Last month the German government decided that it needed to take a closer look into Google's data collection methods. Google's Street View cars are equipped with wireless antenna's and pick up any available wireless signal along the way. It was originally thought that the Street view cars were just collecting SSID and MAC address to provide location based services to mobile users. It turns out that they were also capturing data from any network that wasn't secured with WEP or WPA.
Google has now confessed, via their Official Blog, "But it’s now clear that we have been mistakenly collecting samples of payload data from open (i.e. non-password-protected) WiFi networks, even though we never used that data in any Google products." They also said that the wireless capturing device changes channels five times a second along with the car being in motion means that the amount of potential data collected was minimal.

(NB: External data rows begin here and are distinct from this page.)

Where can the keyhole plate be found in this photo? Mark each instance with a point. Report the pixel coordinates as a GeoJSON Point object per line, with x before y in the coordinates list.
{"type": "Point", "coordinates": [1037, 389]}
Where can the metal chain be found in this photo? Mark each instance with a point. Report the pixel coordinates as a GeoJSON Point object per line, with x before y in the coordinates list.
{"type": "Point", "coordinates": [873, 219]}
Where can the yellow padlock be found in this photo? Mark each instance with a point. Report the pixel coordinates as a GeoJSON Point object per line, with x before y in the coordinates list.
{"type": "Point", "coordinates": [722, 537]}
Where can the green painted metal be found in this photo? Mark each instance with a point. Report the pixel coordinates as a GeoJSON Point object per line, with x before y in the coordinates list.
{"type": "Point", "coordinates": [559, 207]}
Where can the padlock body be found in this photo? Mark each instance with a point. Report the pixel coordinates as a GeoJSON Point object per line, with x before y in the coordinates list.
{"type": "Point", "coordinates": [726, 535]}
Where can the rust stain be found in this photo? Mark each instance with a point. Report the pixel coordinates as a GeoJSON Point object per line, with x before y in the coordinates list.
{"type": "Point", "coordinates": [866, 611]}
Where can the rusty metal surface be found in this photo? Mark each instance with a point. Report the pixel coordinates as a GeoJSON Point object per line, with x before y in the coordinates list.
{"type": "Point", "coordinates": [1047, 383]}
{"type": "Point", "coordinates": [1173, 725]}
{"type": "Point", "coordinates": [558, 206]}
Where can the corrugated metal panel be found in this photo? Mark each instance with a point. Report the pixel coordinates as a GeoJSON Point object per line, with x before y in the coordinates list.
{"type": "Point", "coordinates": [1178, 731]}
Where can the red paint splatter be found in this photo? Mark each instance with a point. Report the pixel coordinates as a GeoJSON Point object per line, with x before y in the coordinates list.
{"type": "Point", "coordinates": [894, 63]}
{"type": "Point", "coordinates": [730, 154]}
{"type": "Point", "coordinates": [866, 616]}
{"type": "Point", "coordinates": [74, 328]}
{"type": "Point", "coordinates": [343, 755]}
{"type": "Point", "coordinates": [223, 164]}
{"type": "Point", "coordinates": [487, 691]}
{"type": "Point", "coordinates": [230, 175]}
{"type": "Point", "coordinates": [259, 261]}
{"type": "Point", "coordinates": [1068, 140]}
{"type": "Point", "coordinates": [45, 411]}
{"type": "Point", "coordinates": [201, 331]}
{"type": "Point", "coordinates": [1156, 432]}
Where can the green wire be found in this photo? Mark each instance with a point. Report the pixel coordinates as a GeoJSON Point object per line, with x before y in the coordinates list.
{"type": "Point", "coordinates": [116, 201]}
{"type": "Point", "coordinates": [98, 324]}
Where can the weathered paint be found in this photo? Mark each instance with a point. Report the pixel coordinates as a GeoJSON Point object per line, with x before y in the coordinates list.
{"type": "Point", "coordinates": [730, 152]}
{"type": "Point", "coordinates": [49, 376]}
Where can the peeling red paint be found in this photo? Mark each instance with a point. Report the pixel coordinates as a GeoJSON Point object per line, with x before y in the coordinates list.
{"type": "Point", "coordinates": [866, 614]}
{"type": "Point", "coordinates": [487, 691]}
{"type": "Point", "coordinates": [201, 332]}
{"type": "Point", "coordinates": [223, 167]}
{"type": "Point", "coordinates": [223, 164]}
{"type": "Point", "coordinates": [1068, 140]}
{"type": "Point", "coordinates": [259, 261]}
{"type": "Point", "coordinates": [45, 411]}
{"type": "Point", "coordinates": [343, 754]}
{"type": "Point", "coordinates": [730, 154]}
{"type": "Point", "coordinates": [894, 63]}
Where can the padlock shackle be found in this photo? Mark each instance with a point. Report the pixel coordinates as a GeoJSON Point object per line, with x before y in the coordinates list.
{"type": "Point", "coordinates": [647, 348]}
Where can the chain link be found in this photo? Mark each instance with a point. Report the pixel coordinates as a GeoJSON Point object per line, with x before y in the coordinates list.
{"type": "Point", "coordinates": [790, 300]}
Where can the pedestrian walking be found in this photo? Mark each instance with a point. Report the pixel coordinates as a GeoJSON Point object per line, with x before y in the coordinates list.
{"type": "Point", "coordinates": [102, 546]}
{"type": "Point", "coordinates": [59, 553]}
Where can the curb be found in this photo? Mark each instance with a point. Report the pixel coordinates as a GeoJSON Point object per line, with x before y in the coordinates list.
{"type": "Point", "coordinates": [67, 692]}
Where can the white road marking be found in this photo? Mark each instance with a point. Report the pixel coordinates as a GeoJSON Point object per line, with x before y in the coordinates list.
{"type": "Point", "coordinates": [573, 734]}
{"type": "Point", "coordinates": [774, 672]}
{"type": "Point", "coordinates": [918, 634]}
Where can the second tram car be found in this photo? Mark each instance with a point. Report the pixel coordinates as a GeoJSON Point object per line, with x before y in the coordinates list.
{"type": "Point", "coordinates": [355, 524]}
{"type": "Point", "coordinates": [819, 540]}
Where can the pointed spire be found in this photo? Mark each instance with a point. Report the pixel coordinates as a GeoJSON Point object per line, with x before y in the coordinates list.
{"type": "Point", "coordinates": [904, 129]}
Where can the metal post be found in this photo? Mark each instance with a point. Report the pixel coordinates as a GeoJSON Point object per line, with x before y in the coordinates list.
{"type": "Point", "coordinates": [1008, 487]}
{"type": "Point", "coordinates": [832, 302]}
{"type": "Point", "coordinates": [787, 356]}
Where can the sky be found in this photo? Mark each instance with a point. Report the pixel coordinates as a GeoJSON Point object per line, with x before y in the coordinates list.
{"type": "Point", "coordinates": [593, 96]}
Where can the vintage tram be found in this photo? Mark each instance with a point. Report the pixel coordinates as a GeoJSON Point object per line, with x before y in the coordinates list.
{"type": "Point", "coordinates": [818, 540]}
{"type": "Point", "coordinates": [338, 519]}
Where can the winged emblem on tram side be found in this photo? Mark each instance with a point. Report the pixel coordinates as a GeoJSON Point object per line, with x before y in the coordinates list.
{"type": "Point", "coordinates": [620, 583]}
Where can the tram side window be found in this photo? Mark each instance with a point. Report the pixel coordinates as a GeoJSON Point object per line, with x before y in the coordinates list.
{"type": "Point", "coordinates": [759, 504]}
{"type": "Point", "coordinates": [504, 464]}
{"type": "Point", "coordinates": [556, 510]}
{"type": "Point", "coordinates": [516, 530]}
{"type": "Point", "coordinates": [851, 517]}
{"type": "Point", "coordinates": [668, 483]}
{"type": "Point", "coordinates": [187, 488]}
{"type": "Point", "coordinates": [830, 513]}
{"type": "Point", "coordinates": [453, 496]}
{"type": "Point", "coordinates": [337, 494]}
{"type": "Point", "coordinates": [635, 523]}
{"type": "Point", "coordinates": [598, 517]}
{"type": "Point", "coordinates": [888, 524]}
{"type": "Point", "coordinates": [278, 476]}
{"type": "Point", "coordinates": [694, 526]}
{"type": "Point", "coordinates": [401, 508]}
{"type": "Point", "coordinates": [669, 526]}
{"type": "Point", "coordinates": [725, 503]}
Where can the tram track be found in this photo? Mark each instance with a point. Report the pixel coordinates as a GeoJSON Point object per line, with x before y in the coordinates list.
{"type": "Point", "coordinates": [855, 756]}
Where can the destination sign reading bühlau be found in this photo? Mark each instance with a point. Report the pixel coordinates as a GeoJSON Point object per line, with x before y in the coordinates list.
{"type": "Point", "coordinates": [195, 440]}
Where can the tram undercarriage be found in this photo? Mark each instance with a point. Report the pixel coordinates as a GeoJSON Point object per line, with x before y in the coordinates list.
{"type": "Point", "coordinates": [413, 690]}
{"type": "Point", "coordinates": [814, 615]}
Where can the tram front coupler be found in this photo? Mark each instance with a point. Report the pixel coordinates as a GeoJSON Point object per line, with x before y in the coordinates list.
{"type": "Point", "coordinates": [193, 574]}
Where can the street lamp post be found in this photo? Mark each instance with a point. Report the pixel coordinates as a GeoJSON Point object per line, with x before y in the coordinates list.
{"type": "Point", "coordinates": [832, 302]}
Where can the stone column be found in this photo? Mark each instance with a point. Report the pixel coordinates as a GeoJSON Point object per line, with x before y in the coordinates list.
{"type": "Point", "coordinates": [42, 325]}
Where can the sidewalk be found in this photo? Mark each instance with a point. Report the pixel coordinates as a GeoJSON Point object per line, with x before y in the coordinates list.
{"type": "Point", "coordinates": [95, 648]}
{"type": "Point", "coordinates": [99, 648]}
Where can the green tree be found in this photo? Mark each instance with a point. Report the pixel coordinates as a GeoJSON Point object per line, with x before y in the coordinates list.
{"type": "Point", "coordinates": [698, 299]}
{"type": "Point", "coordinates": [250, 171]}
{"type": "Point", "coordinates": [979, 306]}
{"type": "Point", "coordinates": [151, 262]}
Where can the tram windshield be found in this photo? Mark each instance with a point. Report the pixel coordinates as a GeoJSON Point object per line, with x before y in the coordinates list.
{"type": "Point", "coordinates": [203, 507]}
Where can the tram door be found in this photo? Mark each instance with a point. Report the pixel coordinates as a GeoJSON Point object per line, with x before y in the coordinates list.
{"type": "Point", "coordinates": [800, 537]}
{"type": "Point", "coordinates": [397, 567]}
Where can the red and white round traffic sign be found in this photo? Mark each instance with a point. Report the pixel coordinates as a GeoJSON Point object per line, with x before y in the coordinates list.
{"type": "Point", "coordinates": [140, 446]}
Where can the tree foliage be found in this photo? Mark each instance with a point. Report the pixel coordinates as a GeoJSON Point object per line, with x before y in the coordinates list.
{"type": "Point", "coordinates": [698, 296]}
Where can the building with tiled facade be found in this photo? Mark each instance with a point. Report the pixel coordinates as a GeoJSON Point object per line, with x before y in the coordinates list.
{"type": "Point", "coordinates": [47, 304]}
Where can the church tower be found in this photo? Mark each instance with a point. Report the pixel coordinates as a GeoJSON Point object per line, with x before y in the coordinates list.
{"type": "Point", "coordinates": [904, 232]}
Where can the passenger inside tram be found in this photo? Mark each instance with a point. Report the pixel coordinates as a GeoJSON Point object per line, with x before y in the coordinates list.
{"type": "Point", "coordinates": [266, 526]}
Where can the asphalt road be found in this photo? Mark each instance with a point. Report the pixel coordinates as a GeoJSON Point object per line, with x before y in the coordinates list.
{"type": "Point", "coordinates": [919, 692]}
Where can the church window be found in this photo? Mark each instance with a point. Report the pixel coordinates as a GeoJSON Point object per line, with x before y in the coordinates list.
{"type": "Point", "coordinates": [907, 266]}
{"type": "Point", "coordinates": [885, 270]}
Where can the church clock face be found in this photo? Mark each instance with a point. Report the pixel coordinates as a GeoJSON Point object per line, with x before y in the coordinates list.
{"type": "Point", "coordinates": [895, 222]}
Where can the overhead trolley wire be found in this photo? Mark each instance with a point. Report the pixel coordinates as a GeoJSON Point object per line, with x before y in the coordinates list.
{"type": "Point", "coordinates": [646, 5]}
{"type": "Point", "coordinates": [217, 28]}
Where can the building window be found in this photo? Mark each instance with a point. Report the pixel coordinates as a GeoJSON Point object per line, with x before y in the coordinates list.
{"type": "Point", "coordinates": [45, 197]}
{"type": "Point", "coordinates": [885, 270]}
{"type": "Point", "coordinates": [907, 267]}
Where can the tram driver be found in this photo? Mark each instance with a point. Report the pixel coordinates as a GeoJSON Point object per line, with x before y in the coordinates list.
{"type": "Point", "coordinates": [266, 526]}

The problem, according to Google, is that their engineers were working on an experimental project in 2006 to collect data over publicly available wireless networks. They transferred the code to the Street View cars to collect the SSID and MAC address for their location services but forgot to take the data collection part out. "As soon as we became aware of this problem, we grounded our Street View cars and segregated the data on our network, which we then disconnected to make it inaccessible. We want to delete this data as soon as possible, and are currently reaching out to regulators in the relevant countries about how to quickly dispose of it."
To address the issue Google will be hiring a third party to review their software and verify the packet capturing portion of the software has been removed, they will also be reviewing internal policies to be sure they are setup to handle situations like this in the future.
"This incident highlights just how publicly accessible open, non-password-protected WiFi networks are today. Earlier this year, we encrypted Gmail for all our users, and next week we will start offering an encrypted version of Google Search. For other services users can check that pages are encrypted by looking to see whether the URL begins with “https”, rather than just “http”; browsers will generally show a lock icon when the connection is secure."